As can be seen, the surface of N-CNDs prepared in the work contains a large number of functional groups, which can make N-CNDs show a strong affinity for biomass. Therefore, N-CNDs can be dispersed and adsorbed on biomass materials, such as paper plates and clothing walls, which can emit bright fluorescence under UV light excitation. Therefore, N-CNDs would have potential application value in interior decoration, anti-counterfeiting trademark, and other fields.

4. Conclusions

In conclusion, we have prepared N-CNDs by microwave method with citric acid and L-glutamic acid as carbon source, and deionized water as a dispersing agent. The optical properties of different N-doping CNDs have been investigated with different ratios between citric acid and L-glutamic acid. The results indicate that many functional groups, such as C-O, C=O, C-O-C, C-N attached to the surface/edges of carbon nucleus of N-CNDs, exist. The prepared N-CNDs with the ratios of the raw materials at 1:1, 1:2, and 1:3 can emit blue (445 nm), green (546 nm), and orange (617 nm) fluorescence, respectively.
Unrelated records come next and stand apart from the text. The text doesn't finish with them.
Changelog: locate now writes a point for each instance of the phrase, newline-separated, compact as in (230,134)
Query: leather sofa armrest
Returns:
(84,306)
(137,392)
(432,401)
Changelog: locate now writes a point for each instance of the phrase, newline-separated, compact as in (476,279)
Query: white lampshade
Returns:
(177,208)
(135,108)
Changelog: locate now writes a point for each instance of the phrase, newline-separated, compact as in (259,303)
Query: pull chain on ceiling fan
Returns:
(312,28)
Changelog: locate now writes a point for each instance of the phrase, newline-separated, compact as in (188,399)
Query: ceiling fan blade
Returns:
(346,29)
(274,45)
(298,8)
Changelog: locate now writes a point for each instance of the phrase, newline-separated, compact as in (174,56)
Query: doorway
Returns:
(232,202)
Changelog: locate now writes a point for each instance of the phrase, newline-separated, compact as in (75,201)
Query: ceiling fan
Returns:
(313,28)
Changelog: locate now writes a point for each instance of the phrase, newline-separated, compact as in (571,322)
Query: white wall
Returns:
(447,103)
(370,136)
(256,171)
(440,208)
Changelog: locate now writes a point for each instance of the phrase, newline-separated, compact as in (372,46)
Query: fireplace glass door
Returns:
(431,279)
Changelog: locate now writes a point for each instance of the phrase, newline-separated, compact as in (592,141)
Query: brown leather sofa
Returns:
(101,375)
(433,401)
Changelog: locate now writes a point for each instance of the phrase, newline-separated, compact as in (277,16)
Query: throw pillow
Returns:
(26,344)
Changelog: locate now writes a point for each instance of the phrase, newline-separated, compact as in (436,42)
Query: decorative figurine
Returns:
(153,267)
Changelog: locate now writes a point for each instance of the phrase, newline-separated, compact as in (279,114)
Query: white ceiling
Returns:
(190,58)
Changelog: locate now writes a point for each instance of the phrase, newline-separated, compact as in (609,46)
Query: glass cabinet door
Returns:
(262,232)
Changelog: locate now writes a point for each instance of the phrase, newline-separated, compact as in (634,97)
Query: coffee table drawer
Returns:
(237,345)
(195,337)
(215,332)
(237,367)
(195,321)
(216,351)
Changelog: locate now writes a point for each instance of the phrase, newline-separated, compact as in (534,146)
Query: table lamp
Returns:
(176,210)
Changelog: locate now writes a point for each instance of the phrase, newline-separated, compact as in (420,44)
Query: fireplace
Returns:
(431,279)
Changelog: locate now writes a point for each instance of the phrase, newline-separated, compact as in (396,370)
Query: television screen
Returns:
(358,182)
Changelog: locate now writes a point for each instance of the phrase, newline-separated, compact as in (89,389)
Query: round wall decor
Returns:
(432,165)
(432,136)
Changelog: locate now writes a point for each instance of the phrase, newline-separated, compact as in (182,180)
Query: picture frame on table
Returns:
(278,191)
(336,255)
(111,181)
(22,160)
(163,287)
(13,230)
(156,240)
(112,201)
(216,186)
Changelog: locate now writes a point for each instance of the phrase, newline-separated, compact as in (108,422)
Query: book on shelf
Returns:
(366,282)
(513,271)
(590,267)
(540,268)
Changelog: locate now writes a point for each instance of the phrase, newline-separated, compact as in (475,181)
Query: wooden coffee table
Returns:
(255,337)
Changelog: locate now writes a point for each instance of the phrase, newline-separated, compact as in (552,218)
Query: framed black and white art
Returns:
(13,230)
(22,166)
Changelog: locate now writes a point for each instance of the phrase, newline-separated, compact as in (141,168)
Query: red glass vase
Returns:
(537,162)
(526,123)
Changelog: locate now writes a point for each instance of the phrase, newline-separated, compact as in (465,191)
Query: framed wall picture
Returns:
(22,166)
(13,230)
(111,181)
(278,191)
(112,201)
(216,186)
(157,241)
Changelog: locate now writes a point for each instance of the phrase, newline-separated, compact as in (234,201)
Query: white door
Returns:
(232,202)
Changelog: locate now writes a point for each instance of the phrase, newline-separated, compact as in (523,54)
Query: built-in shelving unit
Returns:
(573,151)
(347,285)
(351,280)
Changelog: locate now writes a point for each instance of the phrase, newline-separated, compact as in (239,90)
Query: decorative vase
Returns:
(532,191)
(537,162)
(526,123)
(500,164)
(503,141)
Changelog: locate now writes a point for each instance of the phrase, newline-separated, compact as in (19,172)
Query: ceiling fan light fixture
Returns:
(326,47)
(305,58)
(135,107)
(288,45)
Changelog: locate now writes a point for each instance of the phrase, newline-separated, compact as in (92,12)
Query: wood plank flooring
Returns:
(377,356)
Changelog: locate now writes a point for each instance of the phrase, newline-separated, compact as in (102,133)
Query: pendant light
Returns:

Different N concentrations doped into N-CNDs can lead to different surface/edge states, and the wavelength of the PL emission from N-CNDs can be tuned via controlling the N concentration in CNDs. The PL intensity of N-CNDs is associated with the content of C-O groups on the surface/edges of N-CNDs. The wavelength of the PL emission from N-CNDs shows a red-shift, with increasing of the N concentration in N-CNDs. The interesting and important findings from this study can help us to gain a better understanding of the microscopic mechanism for achieving multi-colour fluorescent CNDs.